Some things just are.
Every question has an answer…., unfortunately not. This week we are once again confronted with tragedy on a gross scale. The first question on many peoples minds is either why or who. Now should you have time to spare to read 50,000 words then I could probably produce a reasoned and extensive explanation of both those things, I could ramble on about alienation, relative morality, imperialism ad infinitum and ad nauseam I expect. This might help to explain acts of terror like that which has just happened in Boston. I could produce a thesis about systemic issues in Health and Safety failures that might provide some explanation about what happened in Waco Texas Christchurch Earth Quake, and Cave Creek.
It is natural for people to want to know why and who. They want someone to blame, a place to hang anger, hatred, and confusion. Effectively a place to park many of the overwhelming emotions that flow over at a time like that. Witness the people who gathered at the court house when it was rumoured that a suspect had been taken into custody, voyeurism perhaps can explain some of that, a need to actually do something to avoid being paralysed with grief perhaps? It really doesn’t matter
Underneath this is an unleashing and outpouring of grief and sympathy for the victims of such tragedy both the living and the dead. Keeping in minds concepts such as six degrees of separation and taking into account how we experience events through the internet, live feed and other high speed global village kind of information things have changed. Images that may have taken well over a year a hundred years ago are now on our screens in real time. Technology has meant that many of these kinds of events are captured live. Who can forget the pictures of people jumping from the twin towers, the Boston bombing captured live? Such imagery impacts in a way that highly personalises the event that has just happened. I think it also increases our personal trauma as well. We then need to make sense of it.
I will talk about personal reactions in my next blog but right now I want to share one of my important life lessons, and that is to explore about how we react to people in trauma. I have shared before how I seem hard wired to care and when someone in my life is experiencing grief trauma pain, my natural inclination is to want to fix it, make it better but the horrible naked truth is that some things just are and they are not fixable. I have learnt through personal experience of grief and loss and by applying those lessons to other situations that I come across I think I have something that is worth saying about this.
I remember when my Brother took his life, a well meaning man told me he was going to hug me, I said no and he said I know what you need, I was at a bible study and he approached me, I told him that if he touched me I would knock his ffffing block off, he turned to the pastor and said “did you hear that? “ The pastor said “yes I did”. “Well what are you going to do,” said the would be hugger?
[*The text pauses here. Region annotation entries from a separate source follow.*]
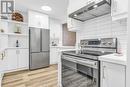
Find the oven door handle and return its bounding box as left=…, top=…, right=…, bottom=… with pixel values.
left=62, top=57, right=77, bottom=63
left=77, top=60, right=98, bottom=69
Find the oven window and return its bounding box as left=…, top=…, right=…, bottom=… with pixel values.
left=62, top=59, right=98, bottom=87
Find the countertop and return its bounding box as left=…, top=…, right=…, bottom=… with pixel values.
left=99, top=54, right=127, bottom=65
left=50, top=46, right=75, bottom=49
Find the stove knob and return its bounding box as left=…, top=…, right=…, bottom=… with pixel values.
left=102, top=42, right=107, bottom=45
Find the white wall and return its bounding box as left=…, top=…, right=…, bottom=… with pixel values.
left=126, top=1, right=130, bottom=87
left=77, top=15, right=127, bottom=53
left=50, top=18, right=62, bottom=45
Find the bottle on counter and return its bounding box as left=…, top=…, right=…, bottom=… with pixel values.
left=16, top=40, right=19, bottom=47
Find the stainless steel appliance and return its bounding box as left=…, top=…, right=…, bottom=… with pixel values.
left=61, top=38, right=117, bottom=87
left=69, top=0, right=111, bottom=22
left=29, top=27, right=50, bottom=70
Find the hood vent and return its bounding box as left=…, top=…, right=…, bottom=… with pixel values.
left=69, top=0, right=111, bottom=22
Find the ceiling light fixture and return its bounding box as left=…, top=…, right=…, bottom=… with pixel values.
left=41, top=6, right=52, bottom=11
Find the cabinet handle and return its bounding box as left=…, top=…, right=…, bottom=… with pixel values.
left=112, top=0, right=117, bottom=12
left=102, top=66, right=106, bottom=79
left=16, top=50, right=20, bottom=54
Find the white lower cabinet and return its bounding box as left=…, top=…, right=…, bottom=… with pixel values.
left=6, top=49, right=29, bottom=72
left=101, top=62, right=126, bottom=87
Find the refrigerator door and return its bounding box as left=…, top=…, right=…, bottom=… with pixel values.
left=41, top=29, right=50, bottom=52
left=30, top=52, right=49, bottom=70
left=29, top=28, right=41, bottom=52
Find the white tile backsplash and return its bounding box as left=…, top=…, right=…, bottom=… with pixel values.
left=76, top=15, right=127, bottom=54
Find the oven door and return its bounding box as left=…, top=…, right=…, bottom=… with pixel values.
left=61, top=55, right=100, bottom=87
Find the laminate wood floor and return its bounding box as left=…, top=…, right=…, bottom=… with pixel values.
left=2, top=65, right=58, bottom=87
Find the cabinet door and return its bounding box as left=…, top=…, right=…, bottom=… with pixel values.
left=0, top=52, right=7, bottom=73
left=18, top=49, right=29, bottom=69
left=6, top=49, right=18, bottom=71
left=101, top=62, right=126, bottom=87
left=28, top=11, right=49, bottom=29
left=111, top=0, right=128, bottom=20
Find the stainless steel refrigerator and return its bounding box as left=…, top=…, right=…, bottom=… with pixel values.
left=29, top=27, right=50, bottom=70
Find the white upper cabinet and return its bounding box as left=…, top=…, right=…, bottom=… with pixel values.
left=67, top=17, right=83, bottom=31
left=68, top=0, right=88, bottom=14
left=101, top=62, right=126, bottom=87
left=28, top=11, right=49, bottom=29
left=111, top=0, right=128, bottom=21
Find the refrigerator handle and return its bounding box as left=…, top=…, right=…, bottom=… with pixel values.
left=40, top=29, right=42, bottom=52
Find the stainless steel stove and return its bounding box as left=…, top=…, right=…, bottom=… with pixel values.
left=61, top=38, right=117, bottom=87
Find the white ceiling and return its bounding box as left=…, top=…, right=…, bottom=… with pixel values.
left=15, top=0, right=68, bottom=22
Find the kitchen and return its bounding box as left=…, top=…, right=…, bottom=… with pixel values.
left=0, top=0, right=128, bottom=87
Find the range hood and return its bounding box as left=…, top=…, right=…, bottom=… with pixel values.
left=69, top=0, right=111, bottom=22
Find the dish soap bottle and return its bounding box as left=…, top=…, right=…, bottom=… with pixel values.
left=16, top=40, right=19, bottom=47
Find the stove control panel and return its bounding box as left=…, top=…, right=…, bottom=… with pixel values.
left=80, top=38, right=117, bottom=48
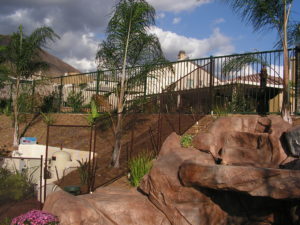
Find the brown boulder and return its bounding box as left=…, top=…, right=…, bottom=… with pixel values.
left=140, top=134, right=227, bottom=225
left=268, top=115, right=292, bottom=165
left=193, top=115, right=291, bottom=168
left=193, top=115, right=270, bottom=158
left=179, top=161, right=300, bottom=199
left=43, top=187, right=170, bottom=225
left=220, top=132, right=278, bottom=167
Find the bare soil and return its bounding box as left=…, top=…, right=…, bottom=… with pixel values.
left=0, top=111, right=300, bottom=219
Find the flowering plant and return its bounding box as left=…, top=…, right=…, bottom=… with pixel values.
left=11, top=210, right=59, bottom=225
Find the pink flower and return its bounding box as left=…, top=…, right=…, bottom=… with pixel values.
left=11, top=210, right=59, bottom=225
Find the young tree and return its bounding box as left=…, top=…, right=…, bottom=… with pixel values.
left=96, top=0, right=164, bottom=167
left=223, top=0, right=293, bottom=123
left=1, top=25, right=59, bottom=148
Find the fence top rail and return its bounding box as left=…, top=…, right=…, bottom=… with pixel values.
left=0, top=155, right=42, bottom=160
left=45, top=48, right=296, bottom=79
left=48, top=124, right=92, bottom=128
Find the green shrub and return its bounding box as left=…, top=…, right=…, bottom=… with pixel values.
left=41, top=91, right=60, bottom=113
left=180, top=134, right=193, bottom=148
left=3, top=104, right=11, bottom=116
left=67, top=91, right=84, bottom=112
left=87, top=100, right=100, bottom=125
left=41, top=112, right=55, bottom=125
left=77, top=160, right=89, bottom=185
left=18, top=92, right=33, bottom=113
left=0, top=168, right=34, bottom=202
left=213, top=106, right=230, bottom=118
left=128, top=151, right=154, bottom=187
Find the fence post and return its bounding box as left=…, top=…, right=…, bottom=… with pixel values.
left=9, top=81, right=13, bottom=112
left=209, top=56, right=215, bottom=113
left=31, top=80, right=35, bottom=113
left=59, top=76, right=63, bottom=112
left=295, top=46, right=300, bottom=114
left=96, top=70, right=100, bottom=95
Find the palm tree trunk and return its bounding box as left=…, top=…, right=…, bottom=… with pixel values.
left=112, top=113, right=123, bottom=168
left=281, top=0, right=292, bottom=123
left=13, top=77, right=20, bottom=149
left=112, top=12, right=131, bottom=168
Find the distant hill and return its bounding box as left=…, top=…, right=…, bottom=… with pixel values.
left=0, top=35, right=81, bottom=77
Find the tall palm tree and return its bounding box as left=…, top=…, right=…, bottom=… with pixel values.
left=1, top=25, right=59, bottom=147
left=96, top=0, right=165, bottom=167
left=223, top=0, right=293, bottom=123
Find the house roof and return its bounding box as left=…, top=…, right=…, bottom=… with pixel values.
left=224, top=74, right=283, bottom=88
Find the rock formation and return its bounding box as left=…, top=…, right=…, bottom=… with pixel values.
left=44, top=116, right=300, bottom=225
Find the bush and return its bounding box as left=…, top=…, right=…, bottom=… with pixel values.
left=41, top=112, right=55, bottom=125
left=129, top=152, right=154, bottom=187
left=77, top=160, right=90, bottom=185
left=180, top=134, right=193, bottom=148
left=11, top=210, right=59, bottom=225
left=67, top=91, right=84, bottom=112
left=87, top=100, right=100, bottom=125
left=41, top=91, right=60, bottom=113
left=0, top=168, right=34, bottom=202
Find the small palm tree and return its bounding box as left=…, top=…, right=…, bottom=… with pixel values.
left=96, top=0, right=165, bottom=167
left=0, top=25, right=59, bottom=147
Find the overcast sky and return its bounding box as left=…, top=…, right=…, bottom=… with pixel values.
left=0, top=0, right=300, bottom=72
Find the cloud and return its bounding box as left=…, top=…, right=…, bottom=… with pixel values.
left=64, top=57, right=97, bottom=72
left=49, top=31, right=99, bottom=72
left=150, top=27, right=234, bottom=60
left=156, top=12, right=166, bottom=19
left=0, top=0, right=116, bottom=71
left=213, top=18, right=225, bottom=25
left=0, top=0, right=220, bottom=71
left=148, top=0, right=212, bottom=12
left=172, top=17, right=181, bottom=24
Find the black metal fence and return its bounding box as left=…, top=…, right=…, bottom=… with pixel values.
left=0, top=49, right=299, bottom=113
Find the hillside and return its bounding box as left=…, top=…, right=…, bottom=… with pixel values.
left=0, top=35, right=81, bottom=77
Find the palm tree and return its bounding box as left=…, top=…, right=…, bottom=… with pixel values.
left=1, top=25, right=59, bottom=147
left=96, top=0, right=165, bottom=167
left=223, top=0, right=293, bottom=123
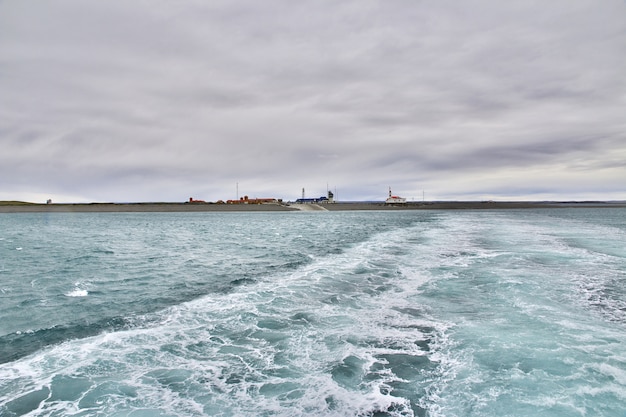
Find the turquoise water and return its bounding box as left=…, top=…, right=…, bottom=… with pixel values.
left=0, top=208, right=626, bottom=416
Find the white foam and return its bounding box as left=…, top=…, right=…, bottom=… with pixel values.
left=65, top=288, right=89, bottom=297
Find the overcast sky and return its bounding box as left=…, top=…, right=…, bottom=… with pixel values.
left=0, top=0, right=626, bottom=202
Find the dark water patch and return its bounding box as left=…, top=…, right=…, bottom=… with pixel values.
left=78, top=382, right=139, bottom=409
left=0, top=387, right=50, bottom=417
left=50, top=375, right=93, bottom=401
left=0, top=317, right=129, bottom=364
left=330, top=355, right=365, bottom=390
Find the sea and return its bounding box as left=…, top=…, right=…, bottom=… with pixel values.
left=0, top=207, right=626, bottom=417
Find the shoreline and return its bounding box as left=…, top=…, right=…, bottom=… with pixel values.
left=0, top=201, right=626, bottom=213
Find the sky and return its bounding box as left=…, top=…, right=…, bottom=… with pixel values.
left=0, top=0, right=626, bottom=203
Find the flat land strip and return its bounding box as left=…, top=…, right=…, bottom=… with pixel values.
left=0, top=201, right=626, bottom=213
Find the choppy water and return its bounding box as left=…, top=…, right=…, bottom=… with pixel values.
left=0, top=208, right=626, bottom=417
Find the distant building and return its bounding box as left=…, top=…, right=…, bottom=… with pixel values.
left=385, top=187, right=406, bottom=204
left=226, top=195, right=282, bottom=204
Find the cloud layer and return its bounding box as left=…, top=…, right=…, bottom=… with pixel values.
left=0, top=0, right=626, bottom=202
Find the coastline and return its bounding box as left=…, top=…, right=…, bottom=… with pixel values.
left=0, top=201, right=626, bottom=213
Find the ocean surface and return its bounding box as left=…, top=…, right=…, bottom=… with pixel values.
left=0, top=208, right=626, bottom=417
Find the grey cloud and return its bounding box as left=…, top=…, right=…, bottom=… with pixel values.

The pastor replied well I will hold you while he knocks your block off then perhaps a hug might help you feel better. One of my poems encapsulates this feeling really well I think. http://softlyfallingpoetry.wordpress.com/2012/12/17/i-saw-death/ People want to say something to make themselves feel better as well as the person who is hurting, On the outside the person in receipt of these words often has to grit their teeth and smile as platitudes and words of condolence and advice are dished out. On the inside my experience is that you want people just to shut up.
What they want is for you to say there are no words, can I hug you, I love you, call me any time you need to talk. Don’t tell me that it will get better, don’t tell me how to feel or how not to feel, don’t tell me you know how I feel, cry with me instead tell me it is devastating and you don’t know what to say or do and for the love of humanity don’t remind me of the good things in my life. All of those things are truisms and perhaps at some stage it may be appropriate to share… but let your first response be compassion, I know it works for me and the feedback that I have had from people who I have done this for is positive. Remember thatm well meaning words of advice given when the trauma, grief, or pain is acute are often as poisonous and hurtful as the trauma itself.
One last word of advice, don’t be surprised when if you ask someone how are you they say not that great. Remember that somethings just are and not every thing can be healed or fixed in this world.